LAWS(PVC)-1943-3-48

UMAKANTA NAYAK Vs. GYANENDRA PRASAD BOSE

Decided On March 11, 1943
UMAKANTA NAYAK Appellant
V/S
GYANENDRA PRASAD BOSE Respondents

JUDGEMENT

(1.) THIS application is by the defendant and is directed against an order of the Collector made under Section 204(5), Orissa Tenancy Act. The application arose out of a suit by the plaintiff to recover what has been called rent from the defendant on the basis of a document executed by the defendant in plaintiff's favour, which has been called an ijara kabuliat. By this document the defendant acquired the right to collect rent from the cultivators in consideration of an agreement by him to pay to the plaintiff a sum of Rs. 1201-7-0 annually for the years 1342, 1343 and 1344. THIS sum was payable by the defendant to the plaintiff irrespective of the amount of rent collected by the defendant from the cultivators. On failure to make this annual payment within the stipulated time the plaintiff was declared entitled to put up for sale certain of the defendant's properties which were hypothecated by the document as security for the due performance of the defendant's obligation to pay to the plaintiff the annual sum that I have mentioned. The defence to the suit was that the rent Court in which the suit was instituted had no jurisdiction to entertain it. The Deputy Collector overruled this contention holding that the suit was governed either by Clause (a) or Clause (b) of Section 193, Tenancy Act. The Collector was then moved under Clause (5) of Section 204 but declined to interfere. A preliminary objection was taken by the plaintiff in this Court that the defendant was not entitled to come to this Court for revision of the Collector's order after the Collector himself refused to exercise the revisional powers which he possesses under Section 204(5). The Collector is admittedly a Court subordinate to this Court within the meaning of Section 115, Civil P. C, and therefore, this Court has power to revise an order made by him under Section 204 (5), whether the order be one accepting the order of the subordinate Court or refusing to do so.

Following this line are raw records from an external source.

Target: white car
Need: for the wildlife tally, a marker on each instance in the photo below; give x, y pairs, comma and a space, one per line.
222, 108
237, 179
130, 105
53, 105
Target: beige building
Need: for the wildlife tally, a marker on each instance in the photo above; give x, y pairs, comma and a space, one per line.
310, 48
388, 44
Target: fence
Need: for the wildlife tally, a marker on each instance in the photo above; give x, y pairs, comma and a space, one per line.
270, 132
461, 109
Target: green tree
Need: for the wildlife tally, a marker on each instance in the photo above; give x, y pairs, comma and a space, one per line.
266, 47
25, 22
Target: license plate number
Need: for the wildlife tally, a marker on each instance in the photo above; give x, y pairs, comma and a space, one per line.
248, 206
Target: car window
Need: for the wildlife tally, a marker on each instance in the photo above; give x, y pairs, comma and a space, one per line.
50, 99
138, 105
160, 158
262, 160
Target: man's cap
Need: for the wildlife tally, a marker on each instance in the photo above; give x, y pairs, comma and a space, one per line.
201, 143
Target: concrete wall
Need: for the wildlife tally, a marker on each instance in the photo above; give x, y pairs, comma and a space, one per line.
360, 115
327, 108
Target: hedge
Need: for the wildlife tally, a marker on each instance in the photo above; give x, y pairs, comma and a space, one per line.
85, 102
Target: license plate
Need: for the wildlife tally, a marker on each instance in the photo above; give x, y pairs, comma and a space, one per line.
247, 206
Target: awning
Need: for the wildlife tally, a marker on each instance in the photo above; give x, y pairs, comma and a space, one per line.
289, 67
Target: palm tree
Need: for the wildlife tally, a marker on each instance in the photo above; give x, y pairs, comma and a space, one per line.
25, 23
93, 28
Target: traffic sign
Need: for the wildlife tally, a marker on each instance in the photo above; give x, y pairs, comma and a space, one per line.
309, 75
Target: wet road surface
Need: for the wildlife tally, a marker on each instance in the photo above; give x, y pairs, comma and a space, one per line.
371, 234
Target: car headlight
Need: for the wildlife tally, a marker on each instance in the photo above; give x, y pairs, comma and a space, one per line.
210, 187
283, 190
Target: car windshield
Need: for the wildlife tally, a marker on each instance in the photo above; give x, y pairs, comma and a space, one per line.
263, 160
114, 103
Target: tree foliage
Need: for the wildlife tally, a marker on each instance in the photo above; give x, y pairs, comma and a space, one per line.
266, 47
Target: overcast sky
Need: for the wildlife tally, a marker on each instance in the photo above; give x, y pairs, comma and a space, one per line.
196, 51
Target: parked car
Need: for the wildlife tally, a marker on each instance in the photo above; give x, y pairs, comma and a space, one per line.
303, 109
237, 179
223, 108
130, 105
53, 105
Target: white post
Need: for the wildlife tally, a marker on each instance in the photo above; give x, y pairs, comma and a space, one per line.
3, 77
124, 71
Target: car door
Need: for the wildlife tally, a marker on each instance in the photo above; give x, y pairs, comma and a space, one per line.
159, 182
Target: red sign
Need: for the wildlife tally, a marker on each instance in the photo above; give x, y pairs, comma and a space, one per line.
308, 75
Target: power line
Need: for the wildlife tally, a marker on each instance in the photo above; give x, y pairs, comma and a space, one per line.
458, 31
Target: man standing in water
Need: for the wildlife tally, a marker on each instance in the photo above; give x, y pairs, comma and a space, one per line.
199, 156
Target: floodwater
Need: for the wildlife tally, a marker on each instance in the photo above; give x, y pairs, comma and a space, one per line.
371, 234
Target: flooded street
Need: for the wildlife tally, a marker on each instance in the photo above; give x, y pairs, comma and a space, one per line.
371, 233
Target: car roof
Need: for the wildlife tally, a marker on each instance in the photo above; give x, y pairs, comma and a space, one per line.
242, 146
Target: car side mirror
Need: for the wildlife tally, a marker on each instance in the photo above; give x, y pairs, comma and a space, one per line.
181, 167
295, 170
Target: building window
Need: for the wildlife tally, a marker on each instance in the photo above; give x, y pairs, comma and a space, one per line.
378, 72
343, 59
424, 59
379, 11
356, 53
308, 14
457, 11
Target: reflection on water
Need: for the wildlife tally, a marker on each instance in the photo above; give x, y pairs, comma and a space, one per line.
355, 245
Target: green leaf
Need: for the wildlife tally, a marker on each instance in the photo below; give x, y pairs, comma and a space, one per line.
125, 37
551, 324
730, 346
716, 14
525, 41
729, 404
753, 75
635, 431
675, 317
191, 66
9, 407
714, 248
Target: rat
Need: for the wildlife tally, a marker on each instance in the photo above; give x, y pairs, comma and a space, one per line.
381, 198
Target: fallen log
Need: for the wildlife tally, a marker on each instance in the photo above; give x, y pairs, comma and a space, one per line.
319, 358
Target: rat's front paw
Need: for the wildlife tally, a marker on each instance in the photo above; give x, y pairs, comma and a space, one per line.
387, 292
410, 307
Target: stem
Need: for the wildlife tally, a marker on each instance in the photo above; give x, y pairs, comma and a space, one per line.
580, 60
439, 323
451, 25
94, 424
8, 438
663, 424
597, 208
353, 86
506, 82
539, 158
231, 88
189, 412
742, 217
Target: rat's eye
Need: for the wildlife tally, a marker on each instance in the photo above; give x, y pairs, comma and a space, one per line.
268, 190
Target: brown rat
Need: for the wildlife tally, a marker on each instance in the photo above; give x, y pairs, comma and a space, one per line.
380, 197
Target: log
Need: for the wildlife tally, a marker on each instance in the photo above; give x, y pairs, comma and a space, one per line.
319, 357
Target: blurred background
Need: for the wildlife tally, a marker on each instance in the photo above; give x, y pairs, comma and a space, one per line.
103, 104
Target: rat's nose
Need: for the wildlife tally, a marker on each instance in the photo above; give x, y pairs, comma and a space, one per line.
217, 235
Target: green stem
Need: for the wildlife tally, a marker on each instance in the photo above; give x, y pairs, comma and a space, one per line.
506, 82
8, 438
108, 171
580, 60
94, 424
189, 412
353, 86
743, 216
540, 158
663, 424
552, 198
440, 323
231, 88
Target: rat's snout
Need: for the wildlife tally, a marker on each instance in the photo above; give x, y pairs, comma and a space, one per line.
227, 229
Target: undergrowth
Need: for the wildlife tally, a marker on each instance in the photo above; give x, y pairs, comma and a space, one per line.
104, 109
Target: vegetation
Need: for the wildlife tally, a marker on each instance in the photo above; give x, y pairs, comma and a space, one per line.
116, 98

(2.) THE substantial question in this case is as to the status of the defendant under the ijara kabuliat to which I have already referred. If the defendant's status be that of a mere rent collector and the suit be for money received by him for the plaintiff as the latter's agent, then the suit is governed by Section 193 (b) and the rent Court has jurisdiction to entertain it. But in my view the present suit cannot be so regarded. It is not a suit for money received by the defendant for the plaintiff. THE money recoverable by the defendant from the cultivators was for himself. THE plaintiff was in no way interested in the money or had any right to it. His right was to obtain a fixed, sum from the defendant and that fixed sum was recoverable by him whether the defendant succeeded in realising any money from the cultivators or not. I therefore agree with the defence contention to this extent that the suit is not governed by Clause (b) of Section 193. But the very acceptance of this contention in the circumstances of the present case brings the suit within Clause (a). If the position be as, in my opinion, it is, that the defendant has acquired from the plaintiff the right to collect rent from the cultivators in consideration of a fixed annual sum payable to the plaintiff, then the status of the defendant is that of a tenure-holder under the plaintiff although there are restrictions on his powers in the deed itself which are not always to be found in documents creating tenures. THE essential status of the defendant, however, is that of a tenureholder, that is to say, a person who has acquired from the proprietor a right to hold land for the purposes of collecting rent. In this view of the matter, the order of the Court below must be affirmed and this rule discharged with costs.